RAM und CPU nach Spielerzahl
Die folgenden Werte sind praxisnahe Richtwerte, keine gemessenen Benchmarks. Sie gelten für Vanilla bis leicht modifizierte Server; große Modpacks, viele Plugins oder eine hohe View-Distance verschieben den Bedarf spürbar nach oben.
| Spieler | Empfohlener RAM | CPU / vCPU | Kategorie |
|---|---|---|---|
| 1–5 (Vanilla) | 2–3 GB | 1–2 schnelle Kerne | Klein |
| 5–10 | 4 GB | 2 Kerne | Klein–mittel |
| 10–20 | 6–8 GB | 2–4 Kerne | Mittel |
| 20–40 | 8–12 GB | 4+ Kerne | Groß |
| Modpacks (10–20 Spieler) | 8–16 GB | 4+ schnelle Kerne | Ressourcenhungrig |
Warum die CPU-Einzelleistung zählt
Der Server-Tick von Minecraft läuft im Kern single-threaded. Server-Forks wie Paper oder Spigot lagern zwar einiges aus, doch die Hauptlast bleibt an einem Thread hängen. Deshalb schlägt eine CPU mit hoher Einzelkern-Taktung viele langsame Kerne.
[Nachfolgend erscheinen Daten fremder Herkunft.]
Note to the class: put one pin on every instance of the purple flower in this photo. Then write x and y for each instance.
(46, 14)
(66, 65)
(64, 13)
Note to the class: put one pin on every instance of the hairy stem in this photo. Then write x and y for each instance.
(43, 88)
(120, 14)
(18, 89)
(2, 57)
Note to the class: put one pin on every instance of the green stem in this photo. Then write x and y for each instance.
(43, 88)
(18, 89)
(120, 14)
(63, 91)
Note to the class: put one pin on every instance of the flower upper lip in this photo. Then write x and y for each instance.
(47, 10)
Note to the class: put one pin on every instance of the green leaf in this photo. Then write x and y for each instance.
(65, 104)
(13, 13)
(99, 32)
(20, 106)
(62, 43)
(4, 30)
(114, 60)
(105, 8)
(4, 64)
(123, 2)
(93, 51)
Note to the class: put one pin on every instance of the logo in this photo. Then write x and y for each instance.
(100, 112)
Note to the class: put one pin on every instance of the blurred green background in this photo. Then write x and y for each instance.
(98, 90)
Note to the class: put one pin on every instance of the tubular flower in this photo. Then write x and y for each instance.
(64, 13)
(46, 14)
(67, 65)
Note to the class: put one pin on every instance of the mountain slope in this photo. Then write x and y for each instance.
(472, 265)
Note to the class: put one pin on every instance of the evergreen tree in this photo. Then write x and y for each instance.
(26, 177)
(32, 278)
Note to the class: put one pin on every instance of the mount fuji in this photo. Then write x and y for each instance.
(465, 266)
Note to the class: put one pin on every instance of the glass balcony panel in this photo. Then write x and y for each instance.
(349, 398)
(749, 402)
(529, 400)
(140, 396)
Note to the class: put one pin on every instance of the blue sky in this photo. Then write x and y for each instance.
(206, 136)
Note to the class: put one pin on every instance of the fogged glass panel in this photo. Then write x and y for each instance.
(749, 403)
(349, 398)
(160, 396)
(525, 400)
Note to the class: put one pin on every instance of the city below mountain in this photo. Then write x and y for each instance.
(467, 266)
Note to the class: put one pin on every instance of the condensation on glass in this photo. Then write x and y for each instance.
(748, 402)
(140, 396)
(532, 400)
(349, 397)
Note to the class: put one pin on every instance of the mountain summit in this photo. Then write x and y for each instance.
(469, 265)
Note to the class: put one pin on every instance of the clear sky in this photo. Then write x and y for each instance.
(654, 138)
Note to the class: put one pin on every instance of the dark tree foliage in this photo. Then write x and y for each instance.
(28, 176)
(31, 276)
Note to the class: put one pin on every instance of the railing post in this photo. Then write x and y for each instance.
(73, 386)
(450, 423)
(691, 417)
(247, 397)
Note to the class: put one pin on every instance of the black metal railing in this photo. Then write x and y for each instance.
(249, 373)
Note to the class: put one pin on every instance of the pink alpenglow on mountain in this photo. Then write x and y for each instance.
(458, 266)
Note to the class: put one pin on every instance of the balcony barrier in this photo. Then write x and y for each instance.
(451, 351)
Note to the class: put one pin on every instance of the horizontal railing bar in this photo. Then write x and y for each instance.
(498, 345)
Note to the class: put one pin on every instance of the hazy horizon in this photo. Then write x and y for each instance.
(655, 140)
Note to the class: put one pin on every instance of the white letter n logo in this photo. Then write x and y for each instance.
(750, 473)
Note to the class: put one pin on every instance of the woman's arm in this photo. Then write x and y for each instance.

Genau hier wird ein überbuchter Host zum Problem: Geteilte vCPUs und Überbuchung führen zu TPS-Einbrüchen, sobald die Nachbarn Last erzeugen.
Die DDoS-Realität bei Game-Servern
Minecraft-Server sind ein beliebtes Ziel für DDoS-Angriffe — durch Griefer, Konkurrenten oder einfach aus Langeweile. Ein ungeschützter Heimanschluss oder ein billiger vServer ohne Schutz ist mit einem einzigen Angriff offline, und mit ihm alle Spieler. Always-on-DDoS-Schutz ist deshalb keine Kür, sondern Grundausstattung für jeden öffentlichen Server.
Latenz und Standort Frankfurt
Für PvP und flüssiges Spielgefühl zählt niedriger Ping. Ein Server in Frankfurt bietet kurze Wege zu Spielern in der DACH-Region und der EU. Zu Hause zu hosten heißt dagegen: begrenzter Upload, meist dynamische IP und dein privater Anschluss wird öffentlich sichtbar — kein guter Ausgangspunkt für einen wachsenden Server.
Selbst hosten oder mieten?
- Zu Hause hosten: volle Kontrolle, aber begrenzter Upload, dynamische IP, dein Heim-IP wird sichtbar, kein DDoS-Schutz — Strom und Verfügbarkeit liegen bei dir.
- Auf eigenem Cloud-Server: statische IP, guter Uplink, DDoS-Schutz , volle Root-Kontrolle — die Administration übernimmst du selbst.
- Fertig gemietet: schnellster Start, weniger Aufwand — der gemietete Minecraft-Server nimmt dir Einrichtung und Schutz ab.